Ainsi vont-ils en chercher dans leur pays d'origine et souvent par le réseau de la famille et des proches. Sauf qu'Ils n'ont oublié qu'un petit détail :

 

Les femmes en Iran ont changé aussi.

 

Les filles d'aujourd'hui ne ressemblent plus à leurs mères. Elles ont beaucoup évoluées. Elles veulent être elles même, elles ont du désir et des désirs et elles ne le cachent plus, elles veulent être l'égale de leurs hommes et elles réclament leur droit et leur dû.
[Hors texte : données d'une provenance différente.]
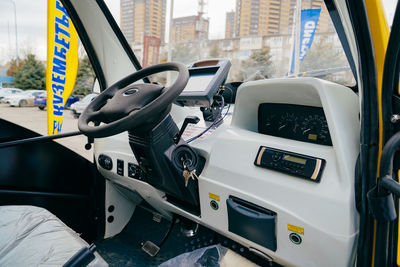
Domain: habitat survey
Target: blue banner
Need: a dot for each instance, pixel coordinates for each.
(309, 22)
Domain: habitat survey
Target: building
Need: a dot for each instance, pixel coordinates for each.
(268, 17)
(188, 29)
(230, 25)
(140, 18)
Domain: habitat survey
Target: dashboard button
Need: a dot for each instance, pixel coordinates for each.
(105, 162)
(132, 172)
(120, 167)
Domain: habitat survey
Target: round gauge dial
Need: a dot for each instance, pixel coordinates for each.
(269, 122)
(315, 128)
(288, 123)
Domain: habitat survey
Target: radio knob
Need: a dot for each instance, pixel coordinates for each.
(276, 156)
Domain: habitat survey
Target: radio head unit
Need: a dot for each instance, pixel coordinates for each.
(205, 78)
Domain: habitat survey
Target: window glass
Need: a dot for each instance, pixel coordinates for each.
(257, 36)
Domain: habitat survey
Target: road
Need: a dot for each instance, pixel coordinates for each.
(36, 120)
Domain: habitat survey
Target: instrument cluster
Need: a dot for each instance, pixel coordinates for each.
(295, 122)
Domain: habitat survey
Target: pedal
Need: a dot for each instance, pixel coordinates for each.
(150, 248)
(188, 228)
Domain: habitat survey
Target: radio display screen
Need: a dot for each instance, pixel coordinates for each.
(295, 159)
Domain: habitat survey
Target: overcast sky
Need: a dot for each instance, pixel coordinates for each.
(31, 21)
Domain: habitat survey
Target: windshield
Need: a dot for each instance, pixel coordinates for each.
(258, 36)
(87, 98)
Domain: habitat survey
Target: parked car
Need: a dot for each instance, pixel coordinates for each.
(78, 107)
(41, 101)
(23, 99)
(4, 92)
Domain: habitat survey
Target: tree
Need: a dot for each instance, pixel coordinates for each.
(258, 65)
(31, 75)
(323, 55)
(84, 77)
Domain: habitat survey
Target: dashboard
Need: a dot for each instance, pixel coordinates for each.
(295, 122)
(281, 164)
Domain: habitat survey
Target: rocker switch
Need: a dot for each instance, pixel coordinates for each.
(120, 167)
L'homme désillusionné ne comprenant pas ce qui lui arrive prend ces réclamations pour une trahison et la vie devient un enfer. Pour ne pas en arriver là il y en a qui prennent des précautions et essayent de contrôler leur femme dès le début. Ils les isolent, les empêchent d'apprendre la langue, pour mieux les tenir en main. Mais ils ne savent pas qu'un oiseau en cage ne chante que le chagrin. Alors il y a mésentente, dispute, froideur. On en arrive même jusqu'à la violence verbale puis physique.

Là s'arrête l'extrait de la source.